Reclaiming Space for Culture, Ceremony, and Community
PROJECT MANAGEMENT PLANNING TRAINING — ESSENTIALS AND ADVANCED, 2024
WHO THEY ARE
Fort William First Nation (FWFN), situated at the base of Anemki Wajiw (Mount McKay) on the shore of Lake Superior near Thunder Bay, is an Anishinaabe (Ojibwe) Nation with deep ancestral roots within the Robinson-Superior Treaty territory. For generations, land, language, and spiritual teachings have centred community life—shaping governance, ceremony, and wellbeing.
FWFN has pursued a path of cultural and economic revitalization—renewing Anishinaabemowin and customary practice, safeguarding sacred sites such as Anemki Wajiw, and strengthening community institutions to heal and thrive. Cultural life is sustained in the places set aside for language, teachings, and ceremony—spaces that hold identity in everyday practice.
WHAT THEY NEEDED
Fort William First Nation needed to restore everyday cultural life with a dedicated place for language, teachings, ceremony, and community connection. The immediate constraint was program demand had outgrown available space, even as leadership sought to strengthen identity, wellness, belonging, and land-based activities. The aim was simple and profound—create a safe place for cultural instruction that supports community wellbeing.

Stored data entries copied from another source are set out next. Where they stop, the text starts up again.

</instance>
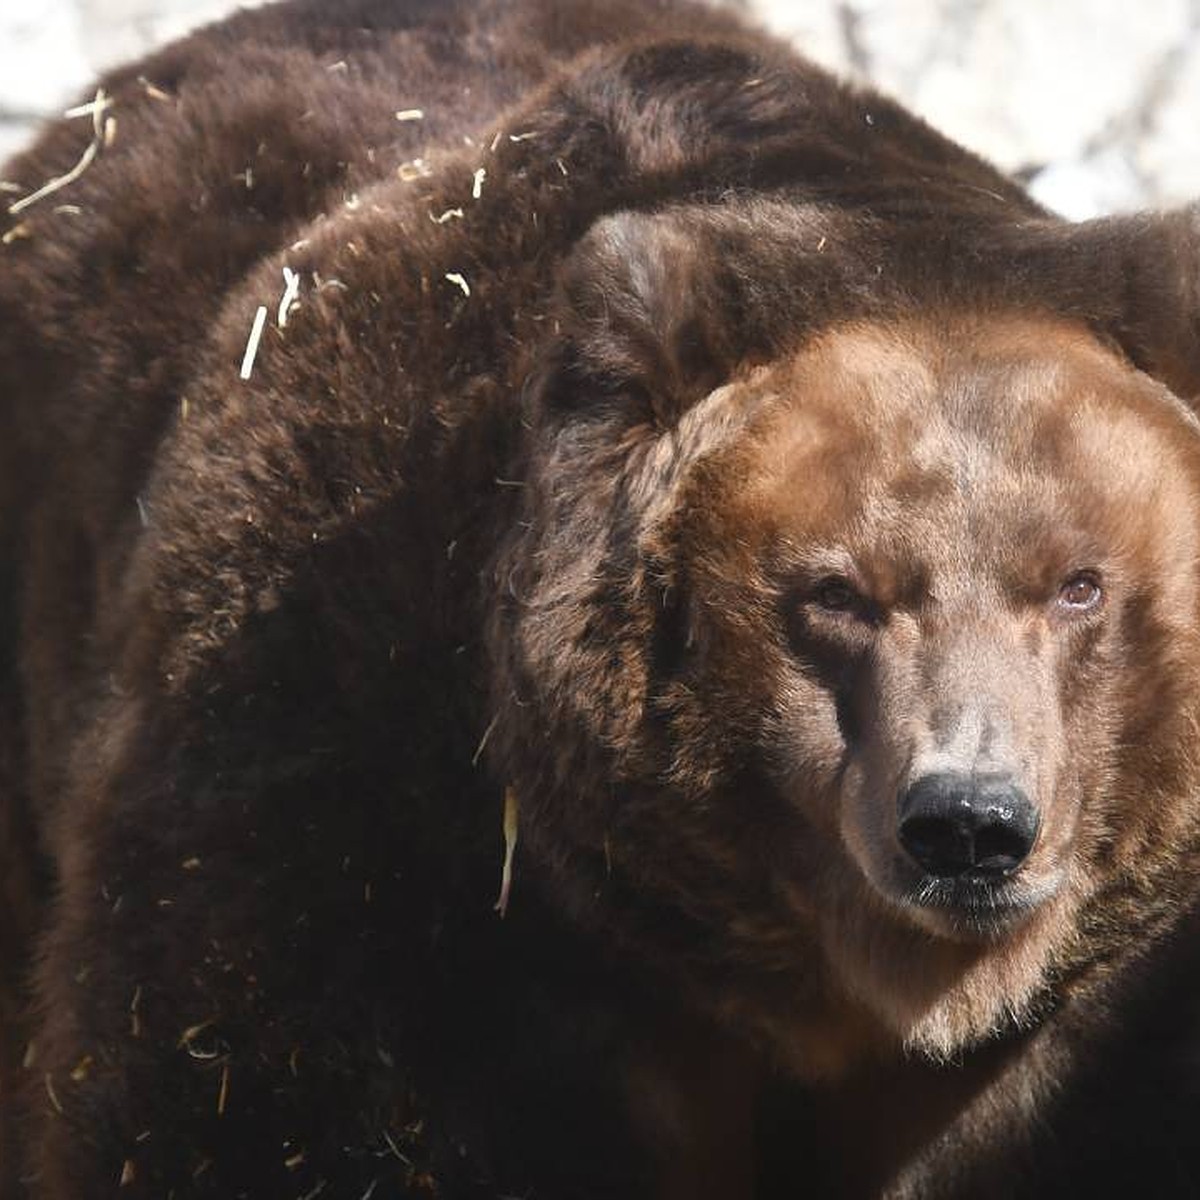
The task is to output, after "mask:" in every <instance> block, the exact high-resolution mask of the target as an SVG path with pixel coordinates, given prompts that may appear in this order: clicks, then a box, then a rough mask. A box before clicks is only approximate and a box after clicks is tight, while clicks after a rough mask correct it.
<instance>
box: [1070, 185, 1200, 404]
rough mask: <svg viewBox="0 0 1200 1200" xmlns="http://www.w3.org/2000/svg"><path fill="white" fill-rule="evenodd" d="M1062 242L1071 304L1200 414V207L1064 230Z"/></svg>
mask: <svg viewBox="0 0 1200 1200" xmlns="http://www.w3.org/2000/svg"><path fill="white" fill-rule="evenodd" d="M1056 241H1057V245H1056V246H1055V247H1054V250H1057V251H1061V252H1066V258H1060V259H1058V263H1057V266H1058V269H1060V271H1061V275H1060V277H1061V280H1063V281H1064V282H1066V283H1067V287H1068V289H1069V290H1070V292H1073V293H1074V294H1073V295H1070V296H1069V298H1068V305H1069V306H1070V307H1076V306H1078V308H1079V310H1081V312H1082V314H1084V316H1085V317H1086V318H1087V319H1088V320H1090V322H1091V323H1092V324H1093V325H1096V326H1098V328H1099V329H1100V330H1103V331H1104V332H1105V334H1108V336H1110V337H1111V338H1114V341H1116V342H1117V343H1118V344H1120V346H1121V348H1122V349H1123V350H1124V352H1126V354H1127V355H1128V356H1129V359H1130V360H1132V361H1133V362H1134V365H1135V366H1138V367H1140V368H1141V370H1142V371H1145V372H1146V373H1147V374H1152V376H1154V378H1157V379H1159V380H1162V382H1163V383H1165V384H1166V386H1169V388H1170V389H1171V390H1172V391H1174V392H1175V394H1176V395H1177V396H1180V397H1181V398H1182V400H1186V401H1188V402H1189V403H1190V406H1192V407H1193V408H1196V407H1200V204H1193V205H1190V206H1189V208H1184V209H1177V210H1174V211H1169V212H1135V214H1130V215H1127V216H1117V217H1104V218H1100V220H1098V221H1087V222H1084V223H1081V224H1078V226H1067V227H1062V232H1061V234H1058V235H1057V238H1056ZM1054 257H1056V256H1055V254H1054V252H1051V258H1054ZM1067 259H1069V262H1067Z"/></svg>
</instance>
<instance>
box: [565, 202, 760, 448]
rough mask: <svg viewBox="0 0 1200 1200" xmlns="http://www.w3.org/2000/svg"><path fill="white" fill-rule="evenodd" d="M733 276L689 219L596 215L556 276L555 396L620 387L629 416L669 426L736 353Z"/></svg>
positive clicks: (590, 394)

To move from intent to delivery, the Nation needed one decision-ready plan that named what the place must hold, how it would be made real, who would be involved and informed, and how known risks would be handled. In practice, that meant clearly defining essential cultural spaces (including areas for Elders’ presence, teaching and food preparation, gathering, and an outdoor area with a sacred fire), setting a paced path from site and services through build and handover with visible oversight by Chief & Council, and preparing for the specific risks already flagged in planning—soil conditions, blueprint/permit approvals, and potential opposition—so momentum could hold.
They also needed alignment across stakeholders, a steady communications and engagement plan, a path to funding and sponsorship, and practical ways to embed community employment and Knowledge Keepers’ guidance—while addressing baseline constraints noted in planning. Together, these needs defined the shift from vision to something durable the community could lead and sustain.
WHAT WE DID
Delivered a two-tier training program (essentials → advanced) to build a clear, Nation-led planning baseline for the Cultural Heritage Centre.
Formalized an Advisory Committee of Knowledge Keepers and embedded community employment into the delivery model.
Grounded purpose and scope in FWFN priorities: limited program space, renewing language and identity, strengthening land-based teachings, and centring community wellness.
Established simple governance and communications with steady reporting to Chief & Council.
Structured a sequenced path from site readiness and services through design, construction, landscaping, and handover.
Mapped stakeholders—who needed to be involved, consulted, or informed throughout the process.
Defined essential cultural spaces, including an outdoor sacred- fire area.
Identified early risks (soil, permits, engagement challenges) and captured them in a risk register.
Unified mandate, scope, sequencing, stakeholder path, and risks into one coherent, actionable plan.
RESULTS WE GOT
Delivered an integrated, Nation-led plan mapping the full path from site and services through build and landscaping.
Preserved Nation-led control by embedding Knowledge Keeper guidance and community employment/skills development into the plan.
Created clear governance and coordination: transparent reporting to Chief & Council, defined roles, and predictable engagement touchpoints.
Unified scope, sequencing, governance, stakeholders, and risks to position FWFN for design and funding preparation with priorities anchored in community leadership.
Identified early risks—soil conditions, permit/blueprint approvals, potential opposition—to reduce surprises and pace decisions.
IN NUMBERS
1 Cultural Heritage Centre Project Plan Established
A Nation-led route from site and services through design, build, and landscape, with sponsor oversight and a clear reporting line to Chief & Council.
12 Deliverables Sequenced Into one Delivery Pathway
Integrating site/services, design–build–landscape, cultural guidance and employment, and project management into a coordinated route.
4.5-Year Delivery Timeline Set
A Paced pathway from planning and design through implementation to commissioning.